St. Paul’s Anglican Church has a long history of worshipping through music. Searching old parish records will always turn up either mention or photos (or both) of the Church Choir.
Currently, we have a volunteer choir of 15 voices that sings most hymns in four part harmony (Soprano, Alto, Tenor and Bass). We sing at the Sunday 10:30 a.m. Holy Eucharist service. Choir anthems are also a regular part of our Sunday worship, allowing the congregation to listen reflectively and prayerfully as we transition from the Liturgy of the Word to the Liturgy of the Eucharist. They also provide a musical commentary on the Scriptural theme of the day. We also sing special services to mark important times in the Church Year such as our annual Christmas offering of the Festival of Lessons and Carols.
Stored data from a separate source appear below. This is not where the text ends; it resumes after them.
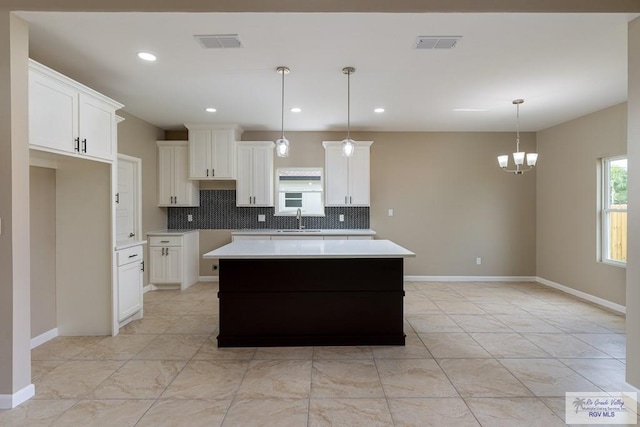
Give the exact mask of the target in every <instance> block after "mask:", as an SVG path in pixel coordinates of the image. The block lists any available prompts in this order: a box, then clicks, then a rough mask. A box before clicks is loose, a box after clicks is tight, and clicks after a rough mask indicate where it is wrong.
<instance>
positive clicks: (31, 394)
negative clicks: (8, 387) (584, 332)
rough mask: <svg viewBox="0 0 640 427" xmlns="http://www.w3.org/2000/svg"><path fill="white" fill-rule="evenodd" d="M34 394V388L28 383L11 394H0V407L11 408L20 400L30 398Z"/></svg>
mask: <svg viewBox="0 0 640 427" xmlns="http://www.w3.org/2000/svg"><path fill="white" fill-rule="evenodd" d="M35 394H36V388H35V387H34V386H33V384H29V385H28V386H26V387H25V388H23V389H22V390H20V391H17V392H15V393H13V394H0V409H13V408H15V407H16V406H18V405H19V404H21V403H22V402H25V401H27V400H29V399H31V398H32V397H33V396H34V395H35Z"/></svg>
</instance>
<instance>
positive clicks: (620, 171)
mask: <svg viewBox="0 0 640 427" xmlns="http://www.w3.org/2000/svg"><path fill="white" fill-rule="evenodd" d="M601 215H602V216H601V217H602V225H601V228H602V249H601V250H602V261H603V262H609V263H614V264H622V265H625V264H626V263H627V158H626V157H609V158H605V159H602V214H601Z"/></svg>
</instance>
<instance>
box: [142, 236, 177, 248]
mask: <svg viewBox="0 0 640 427" xmlns="http://www.w3.org/2000/svg"><path fill="white" fill-rule="evenodd" d="M149 246H182V236H150V237H149Z"/></svg>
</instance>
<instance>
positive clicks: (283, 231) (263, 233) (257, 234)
mask: <svg viewBox="0 0 640 427" xmlns="http://www.w3.org/2000/svg"><path fill="white" fill-rule="evenodd" d="M375 234H376V232H375V231H374V230H371V229H370V228H365V229H356V228H353V229H337V228H323V229H319V230H316V229H303V231H302V232H300V231H297V229H291V230H289V229H243V230H234V231H232V232H231V235H232V236H375Z"/></svg>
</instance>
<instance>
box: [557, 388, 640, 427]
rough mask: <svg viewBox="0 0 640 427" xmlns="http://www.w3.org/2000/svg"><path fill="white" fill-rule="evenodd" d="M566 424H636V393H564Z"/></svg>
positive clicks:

Music is chosen to reflect the readings of the day, and is an eclectic mix of traditional and modern hymns, mostly found in the current hymn book, Common Praise. Anthems come from a variety of sources. While the pipe organ is the primary instrument, use is also made of the grand piano, as well as harp, flute and French Horn.
Our Pipe Organ
The pipe organ in St. Paul’s was installed in 1942 and, over seventy years later, continues to provide solid, colourful leadership for the congregational and choral singing. It is a small instrument ideally suited to the space, and is one of many such organs built by Casavant Frères of St. Hyacinthe, Québec in the years immediately before and during the Second World War at a time when few churches could afford to purchase larger instruments.